12.18.2007

US democrats interested in UK NICE like agency

The Democratic Party's return to overall control of the US Congress last year has moved pharmaceutical cost-effectiveness much higher up the country's political agenda, but the creation of a US NICE is far from certain, delegates heard at the NICE annual conference in Manchester, UK, last week.
Andrea Sutcliffe, who spent two months in Washington earlier this year while she was still NICE deputy chief executive, said that the institute's role in evaluating the clinical and cost-effectiveness of health technologies for the UK's national health service had generated great interest among US lawmakers, civil servants, manufacturers and insurers.
The sharp differences between healthcare systems in the UK and the US made it unlikely that the US would create a cost-effectiveness agency identical to NICE, Ms Sutcliffe said. But she suggested that the institute and its methods might serve as a model for more cost-effectiveness evaluations in US healthcare.
Dr Steve Pearson, senior fellow with America's Health Insurance Plans, an insurer's association, said that an American health technology assessment agency was already taking shape.

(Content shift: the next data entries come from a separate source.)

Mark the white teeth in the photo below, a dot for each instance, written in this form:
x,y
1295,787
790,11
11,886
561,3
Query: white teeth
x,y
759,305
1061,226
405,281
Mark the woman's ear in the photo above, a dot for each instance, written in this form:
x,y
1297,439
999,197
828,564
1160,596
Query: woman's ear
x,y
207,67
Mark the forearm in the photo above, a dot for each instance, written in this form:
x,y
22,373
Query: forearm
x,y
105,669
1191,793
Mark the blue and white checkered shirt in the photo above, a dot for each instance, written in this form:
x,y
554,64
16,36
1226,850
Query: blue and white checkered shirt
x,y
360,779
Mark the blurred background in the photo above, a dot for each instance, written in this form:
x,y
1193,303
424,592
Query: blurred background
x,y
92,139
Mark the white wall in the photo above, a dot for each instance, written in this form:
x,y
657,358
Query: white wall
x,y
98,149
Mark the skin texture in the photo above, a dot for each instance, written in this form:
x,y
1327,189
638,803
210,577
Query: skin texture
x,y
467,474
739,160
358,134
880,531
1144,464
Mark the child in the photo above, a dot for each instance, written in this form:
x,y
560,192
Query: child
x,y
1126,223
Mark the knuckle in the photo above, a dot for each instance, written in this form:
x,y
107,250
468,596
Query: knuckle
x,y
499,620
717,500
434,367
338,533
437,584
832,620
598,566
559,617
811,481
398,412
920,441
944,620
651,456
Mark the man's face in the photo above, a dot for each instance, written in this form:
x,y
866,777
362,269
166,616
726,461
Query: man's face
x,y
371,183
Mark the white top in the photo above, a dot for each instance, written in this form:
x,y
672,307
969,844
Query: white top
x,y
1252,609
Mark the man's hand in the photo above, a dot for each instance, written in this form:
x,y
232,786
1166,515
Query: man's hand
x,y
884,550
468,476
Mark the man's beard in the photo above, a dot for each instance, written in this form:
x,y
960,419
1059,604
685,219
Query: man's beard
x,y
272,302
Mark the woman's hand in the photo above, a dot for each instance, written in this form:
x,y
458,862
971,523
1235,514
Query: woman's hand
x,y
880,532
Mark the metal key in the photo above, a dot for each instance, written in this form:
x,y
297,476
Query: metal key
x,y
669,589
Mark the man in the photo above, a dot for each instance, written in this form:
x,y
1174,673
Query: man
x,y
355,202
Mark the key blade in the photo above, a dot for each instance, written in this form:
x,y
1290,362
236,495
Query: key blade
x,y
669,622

He said that US political consensus was forming around the concept of an agency with an annual budget of $300-500 million, funded from both private and public sources. But there was still sharp disagreement over the status of such an agency - would it be inside or outside the government, for example - and the exact sources of funds for its budget.
Cost-effectiveness was also a difficult subject in the US, with sharp disagreement over its precise meaning in the pharmaceutical setting. Political developments this year and next would determine if and when a US NICE might be created, and what kind of agency it might be, Dr Pearson said.